Case Description/Methods: A 70-year-old man with a medical history significant for hiatal hernia, duodenal GIST metastatic to the liver and bone, status post small bowel resection, bisphosphonate-induced osteonecrosis of the mandible, and SCC of the shin, presented for surveillance endoscopy for Barrett’s esophagus. The patient was asymptomatic. Notably, his GIST was treated with multiple TKIs due to adverse effects and disease recurrence. He was first given imatinib, followed by sunitinib malate, regorafenib and, most recently, high dose ripretinib for five years. Routine EGD showed esophagitis and several diminutive papules in the upper third of the esophagus, however, pathology was only consistent with intestinal metaplasia. EGD eleven months later showed progression to the middle and distal esophagus, and pathology revealed esophageal papillomas. He continued to be asymptomatic. Interval EGD a month later demonstrated increased number and size of the pale lesions, which were not amenable to endoscopic removal.

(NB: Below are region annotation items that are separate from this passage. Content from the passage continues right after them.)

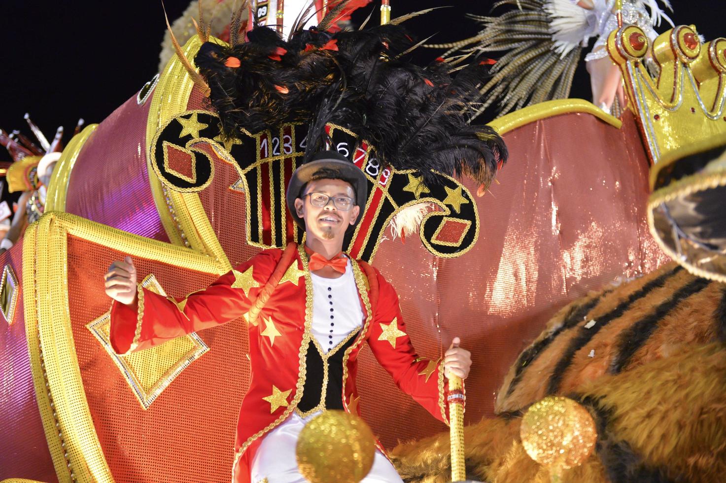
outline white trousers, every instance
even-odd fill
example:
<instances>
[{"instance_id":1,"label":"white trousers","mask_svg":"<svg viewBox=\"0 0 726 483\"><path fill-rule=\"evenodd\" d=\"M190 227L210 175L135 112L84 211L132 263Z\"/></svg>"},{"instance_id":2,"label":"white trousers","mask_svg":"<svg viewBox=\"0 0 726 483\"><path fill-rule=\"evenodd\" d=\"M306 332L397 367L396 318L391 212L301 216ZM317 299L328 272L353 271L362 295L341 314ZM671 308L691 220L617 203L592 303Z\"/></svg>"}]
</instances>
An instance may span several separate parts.
<instances>
[{"instance_id":1,"label":"white trousers","mask_svg":"<svg viewBox=\"0 0 726 483\"><path fill-rule=\"evenodd\" d=\"M295 413L290 415L277 428L268 433L252 460L251 479L258 483L267 479L269 483L305 483L298 471L295 448L298 435L305 424L319 415L303 418ZM402 483L396 468L379 450L375 450L373 466L362 483Z\"/></svg>"}]
</instances>

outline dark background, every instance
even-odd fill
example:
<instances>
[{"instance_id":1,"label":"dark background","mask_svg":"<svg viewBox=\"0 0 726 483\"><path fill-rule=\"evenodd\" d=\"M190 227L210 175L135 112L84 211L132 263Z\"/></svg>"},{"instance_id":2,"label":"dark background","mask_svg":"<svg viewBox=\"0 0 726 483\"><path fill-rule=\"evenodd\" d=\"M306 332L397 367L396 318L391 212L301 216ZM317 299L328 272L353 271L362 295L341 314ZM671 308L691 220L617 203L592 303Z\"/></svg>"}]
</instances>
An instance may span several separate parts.
<instances>
[{"instance_id":1,"label":"dark background","mask_svg":"<svg viewBox=\"0 0 726 483\"><path fill-rule=\"evenodd\" d=\"M2 3L0 128L6 131L20 129L30 134L23 118L28 112L48 138L52 138L56 127L64 126L68 142L79 117L87 123L100 122L157 72L166 29L160 0ZM676 25L694 24L706 40L726 36L726 28L721 25L724 0L672 3L675 12L671 17ZM174 21L189 0L166 0L165 4ZM476 33L477 24L465 14L486 15L493 4L490 0L391 0L393 17L452 5L406 24L419 38L435 33L430 41L436 43ZM378 22L379 5L380 1L373 1L361 9L354 21L359 23L373 9L371 22ZM663 25L656 28L659 32L666 29ZM429 60L438 53L425 50L417 55L419 60ZM589 82L582 65L571 97L589 100ZM1 150L0 161L6 160L9 155Z\"/></svg>"}]
</instances>

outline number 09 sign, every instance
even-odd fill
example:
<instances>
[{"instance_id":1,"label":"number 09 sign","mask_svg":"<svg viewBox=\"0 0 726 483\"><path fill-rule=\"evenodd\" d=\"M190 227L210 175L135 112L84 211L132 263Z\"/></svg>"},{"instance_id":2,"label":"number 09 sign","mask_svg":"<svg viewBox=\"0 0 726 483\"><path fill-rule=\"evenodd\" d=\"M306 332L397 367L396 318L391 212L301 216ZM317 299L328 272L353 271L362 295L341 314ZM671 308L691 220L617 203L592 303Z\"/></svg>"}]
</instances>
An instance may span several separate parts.
<instances>
[{"instance_id":1,"label":"number 09 sign","mask_svg":"<svg viewBox=\"0 0 726 483\"><path fill-rule=\"evenodd\" d=\"M432 253L455 257L473 245L478 235L478 214L463 185L439 174L440 183L428 186L417 171L382 166L375 148L349 130L333 124L326 129L330 149L348 158L368 179L366 209L355 232L345 242L351 256L370 261L391 219L401 210L422 203L437 207L424 217L420 229L421 240ZM150 159L163 183L187 192L209 186L216 162L232 164L240 175L247 203L248 243L282 248L302 238L301 230L287 214L285 191L302 161L307 131L307 125L285 124L227 139L221 133L216 115L190 110L159 129Z\"/></svg>"}]
</instances>

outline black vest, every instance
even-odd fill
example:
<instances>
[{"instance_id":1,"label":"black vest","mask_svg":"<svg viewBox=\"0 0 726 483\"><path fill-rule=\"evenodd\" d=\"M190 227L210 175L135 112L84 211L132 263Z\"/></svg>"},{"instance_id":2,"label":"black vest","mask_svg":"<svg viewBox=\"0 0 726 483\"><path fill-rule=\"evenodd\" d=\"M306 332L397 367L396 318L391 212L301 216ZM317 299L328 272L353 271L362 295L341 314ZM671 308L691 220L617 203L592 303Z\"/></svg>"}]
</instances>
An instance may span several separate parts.
<instances>
[{"instance_id":1,"label":"black vest","mask_svg":"<svg viewBox=\"0 0 726 483\"><path fill-rule=\"evenodd\" d=\"M358 332L339 347L335 354L324 361L315 344L310 341L308 353L306 355L305 385L303 396L298 403L298 409L306 413L320 403L322 395L324 366L327 363L327 387L325 391L325 409L340 409L343 407L343 357L346 350L353 345ZM314 336L311 336L314 337Z\"/></svg>"}]
</instances>

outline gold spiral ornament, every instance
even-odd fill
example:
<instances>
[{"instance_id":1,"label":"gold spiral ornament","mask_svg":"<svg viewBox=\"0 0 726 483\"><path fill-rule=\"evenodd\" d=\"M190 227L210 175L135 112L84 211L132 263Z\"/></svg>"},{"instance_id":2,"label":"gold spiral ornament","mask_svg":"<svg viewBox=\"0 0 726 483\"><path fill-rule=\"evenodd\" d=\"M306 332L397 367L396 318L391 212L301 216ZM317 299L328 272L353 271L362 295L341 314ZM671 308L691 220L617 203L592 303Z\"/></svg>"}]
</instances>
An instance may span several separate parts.
<instances>
[{"instance_id":1,"label":"gold spiral ornament","mask_svg":"<svg viewBox=\"0 0 726 483\"><path fill-rule=\"evenodd\" d=\"M527 454L547 467L555 479L563 470L585 461L597 439L587 410L560 396L548 396L530 406L519 434Z\"/></svg>"},{"instance_id":2,"label":"gold spiral ornament","mask_svg":"<svg viewBox=\"0 0 726 483\"><path fill-rule=\"evenodd\" d=\"M679 25L671 32L671 48L679 60L688 64L701 54L701 39L693 27Z\"/></svg>"},{"instance_id":3,"label":"gold spiral ornament","mask_svg":"<svg viewBox=\"0 0 726 483\"><path fill-rule=\"evenodd\" d=\"M311 483L358 483L373 466L375 439L358 416L328 410L300 431L295 454L300 474Z\"/></svg>"},{"instance_id":4,"label":"gold spiral ornament","mask_svg":"<svg viewBox=\"0 0 726 483\"><path fill-rule=\"evenodd\" d=\"M718 72L726 72L726 38L719 37L709 43L709 60Z\"/></svg>"}]
</instances>

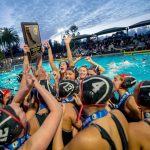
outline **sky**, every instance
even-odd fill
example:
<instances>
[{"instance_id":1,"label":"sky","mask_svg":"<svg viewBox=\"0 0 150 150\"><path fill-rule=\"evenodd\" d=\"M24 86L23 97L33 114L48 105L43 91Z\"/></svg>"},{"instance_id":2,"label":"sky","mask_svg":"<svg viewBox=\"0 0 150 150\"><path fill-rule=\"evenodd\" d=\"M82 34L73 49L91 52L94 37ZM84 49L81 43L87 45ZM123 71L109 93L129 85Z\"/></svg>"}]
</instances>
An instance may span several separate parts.
<instances>
[{"instance_id":1,"label":"sky","mask_svg":"<svg viewBox=\"0 0 150 150\"><path fill-rule=\"evenodd\" d=\"M38 22L42 40L59 39L59 29L78 26L81 34L129 26L150 19L150 0L0 0L0 28Z\"/></svg>"}]
</instances>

Pathology remained negative for dysplasia and again demonstrated esophageal papillomas.
Discussion: There were no identifiable risk factors for EP such as tobacco smoking or alcohol use. However, the patient's human papilloma virus (HPV) status is not known and an HPV stain was not performed. Although esophageal inflammation and hiatal hernia have been associated with EP, medications such as tyrosine kinase inhibitors may also play a role in its development. The patient received TKIs for 20 years. We posit that ripretinib exposure led to EP, possibly by virtue of squamoproliferative effects. Whether EP progresses to SCC over time is not clearly defined, but anecdotal evidence suggests that extensive distribution of papillomata may heighten the risk. The development of esophageal papillomatosis is concerning and should be carefully surveyed endoscopically.
Disclosures:
Kunzah Syed indicated no relevant financial relationships.
Isaiah Schuster indicated no relevant financial relationships.
Mark Schattner: Boston Scientific – Consultant. Mirai Medical – Consultant. Novo Nordisk – Consultant.
Kunzah A. Syed, DO1, Isaiah Schuster, MD2, Mark Schattner, MD3. P1873 - Progressive, Diffuse Esophageal Papillomatosis in the Setting of Tyrosine Kinase Inhibitor Use for Recurrent Gastrointestinal Stromal Tumor, ACG 2023 Annual Scientific Meeting Abstracts. Vancouver, BC, Canada: American College of Gastroenterology.